SSDBM 2010 in Heidelberg, 30th June-2nd July

Scientific and Statistical Database Management Conference has a long tradition of over 20 years. The conference started with an excellent keynote by Daniel Abadi from Yale. He talked about HadoopDB. Hadoop is a data management and query solution for very large data sets based on the Map Reduce paradigm (MR). It is excelent in splitting a query over many processing nodes and then assembling the results. It is free and scalable. However, in comparison with relational databases, it is not as fast as the commercial products in some types of searching. HadoopDB tries to get the best of both worlds, fast storage layer with indexing and compression from relational platforms and parallelisation for free from Hadoop. The future of scientific data processing may well lie in hybrid solutions, such as HadoopDB or openBIS which is being developed by the CISD and SyBIT in Basel. MR is a paradigm that might be adapted to the type of data processing we support in our scientific workflows.

Another important development in scientific databases is the development and management of workflows. Two conference sessions were devoted to this problem, presenting both research issues and existing solutions and innovations. I particulary liked the talk about Taverna given by Paolo Missier who debunked a lot of the myths surrounding Taverna.

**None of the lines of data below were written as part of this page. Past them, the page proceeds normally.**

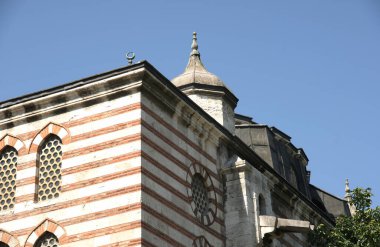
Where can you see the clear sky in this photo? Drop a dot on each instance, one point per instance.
(310, 68)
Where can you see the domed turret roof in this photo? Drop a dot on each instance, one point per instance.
(195, 71)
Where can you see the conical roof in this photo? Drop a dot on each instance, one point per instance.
(195, 71)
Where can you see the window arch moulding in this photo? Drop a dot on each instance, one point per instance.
(12, 141)
(51, 128)
(8, 239)
(46, 226)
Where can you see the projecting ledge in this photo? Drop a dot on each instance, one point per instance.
(274, 227)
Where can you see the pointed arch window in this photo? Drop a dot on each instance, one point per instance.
(49, 168)
(47, 239)
(8, 172)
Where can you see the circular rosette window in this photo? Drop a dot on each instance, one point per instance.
(201, 242)
(201, 194)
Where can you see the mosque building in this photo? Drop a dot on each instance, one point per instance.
(130, 158)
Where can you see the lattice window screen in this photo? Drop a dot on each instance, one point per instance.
(200, 194)
(8, 171)
(3, 244)
(47, 240)
(49, 170)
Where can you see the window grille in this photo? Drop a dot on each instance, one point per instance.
(49, 169)
(200, 194)
(8, 170)
(47, 240)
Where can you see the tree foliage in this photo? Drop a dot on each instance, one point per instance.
(359, 230)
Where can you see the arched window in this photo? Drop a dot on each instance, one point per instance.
(49, 168)
(47, 240)
(262, 205)
(8, 171)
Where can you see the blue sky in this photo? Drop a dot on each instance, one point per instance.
(310, 68)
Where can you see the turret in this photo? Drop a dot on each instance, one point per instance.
(207, 90)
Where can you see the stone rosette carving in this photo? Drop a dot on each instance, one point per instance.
(201, 192)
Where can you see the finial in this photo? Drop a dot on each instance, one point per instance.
(194, 45)
(347, 196)
(130, 56)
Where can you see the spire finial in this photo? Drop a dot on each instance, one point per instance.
(130, 56)
(194, 45)
(347, 196)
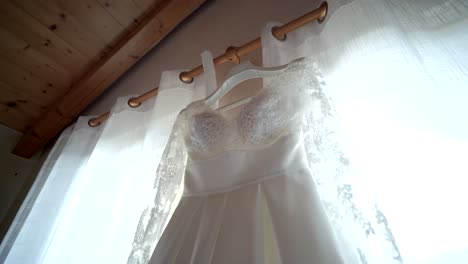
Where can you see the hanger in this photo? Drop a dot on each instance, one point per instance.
(240, 73)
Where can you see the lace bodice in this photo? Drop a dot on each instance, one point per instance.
(270, 114)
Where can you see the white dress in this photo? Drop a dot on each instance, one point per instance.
(249, 196)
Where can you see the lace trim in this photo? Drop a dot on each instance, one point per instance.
(166, 187)
(337, 186)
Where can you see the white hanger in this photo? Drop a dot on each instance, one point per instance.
(240, 73)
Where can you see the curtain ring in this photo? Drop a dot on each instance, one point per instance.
(133, 104)
(278, 37)
(231, 54)
(184, 78)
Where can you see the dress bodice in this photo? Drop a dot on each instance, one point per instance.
(271, 113)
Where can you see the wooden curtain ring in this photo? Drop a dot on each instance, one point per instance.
(131, 102)
(231, 54)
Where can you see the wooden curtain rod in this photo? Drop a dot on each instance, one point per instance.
(232, 54)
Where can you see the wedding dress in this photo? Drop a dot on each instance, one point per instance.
(249, 196)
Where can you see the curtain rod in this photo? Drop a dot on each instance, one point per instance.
(232, 54)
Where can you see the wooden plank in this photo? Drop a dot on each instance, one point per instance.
(17, 109)
(124, 11)
(64, 25)
(145, 4)
(22, 54)
(24, 81)
(25, 27)
(94, 17)
(159, 22)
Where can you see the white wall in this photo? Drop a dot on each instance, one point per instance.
(215, 26)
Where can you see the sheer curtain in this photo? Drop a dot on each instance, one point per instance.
(89, 200)
(387, 140)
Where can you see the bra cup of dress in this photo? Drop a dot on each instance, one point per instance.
(263, 118)
(206, 132)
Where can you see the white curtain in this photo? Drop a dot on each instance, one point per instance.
(87, 202)
(388, 138)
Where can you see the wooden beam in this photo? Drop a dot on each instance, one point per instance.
(156, 25)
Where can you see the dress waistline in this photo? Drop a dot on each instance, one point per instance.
(236, 168)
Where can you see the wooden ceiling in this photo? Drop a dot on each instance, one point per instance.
(57, 56)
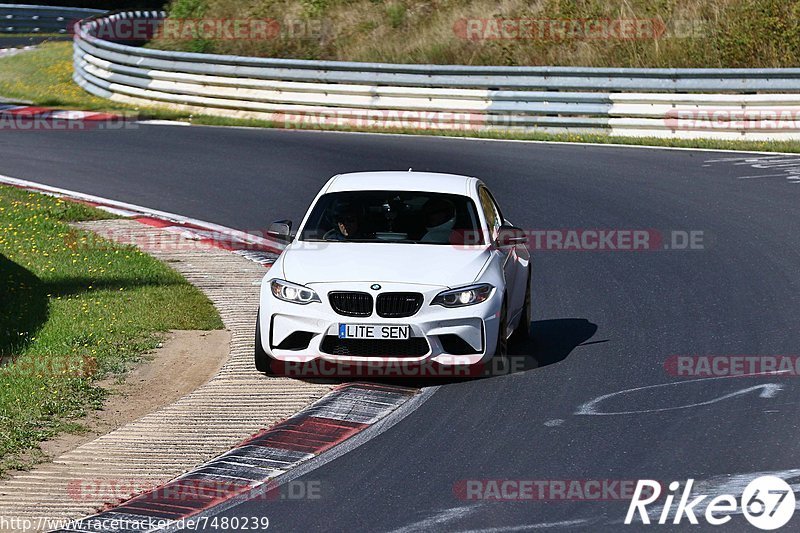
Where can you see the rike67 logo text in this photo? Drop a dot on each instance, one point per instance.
(767, 502)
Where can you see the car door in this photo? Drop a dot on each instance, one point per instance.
(494, 219)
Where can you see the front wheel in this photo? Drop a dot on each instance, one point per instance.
(499, 364)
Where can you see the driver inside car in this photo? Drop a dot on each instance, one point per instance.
(440, 219)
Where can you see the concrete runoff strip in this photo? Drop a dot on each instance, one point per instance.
(236, 403)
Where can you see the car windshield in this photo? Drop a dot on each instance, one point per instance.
(394, 216)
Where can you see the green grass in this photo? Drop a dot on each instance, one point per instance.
(74, 309)
(25, 76)
(44, 76)
(698, 33)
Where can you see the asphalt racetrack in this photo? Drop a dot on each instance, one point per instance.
(598, 399)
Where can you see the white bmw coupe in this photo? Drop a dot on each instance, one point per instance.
(396, 266)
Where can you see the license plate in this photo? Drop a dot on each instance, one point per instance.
(374, 331)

In particular, Taverna now supports workflow provenance via its ProvenanceDB. The structure of Taverna is similar to the division of roles in the systems we are building – openBIS and iBRAIN2. One database is normally responsible for the management of experimental results data, both raw and derived databasets, and another database manages provenance, i.e. workflow history for a data set.

OME Users Meeting, Paris 15-16 June 2010

I attended the European Open Microscopy Environment (OME) User Meeting in Paris. There were around 50 attendees showcasing their tools, giving demos and gathering new user requirements. OME produce OMERO, a database and visualisation software suite for microscopy, and the new release of this software was presented in detail. OME software is being developed by a team from Dundee, led by Jason Swedlow and funded by the Wellcome Trust. Two main areas of application for OME software are high content sreening and large 3D imaging of organs, tissues and organisms. Current focus is on image storage and processing, but this is slowly shifting towards providing support for workflows which can automate data analysis, and towards results storage in OMERO. More information is available at the OME website.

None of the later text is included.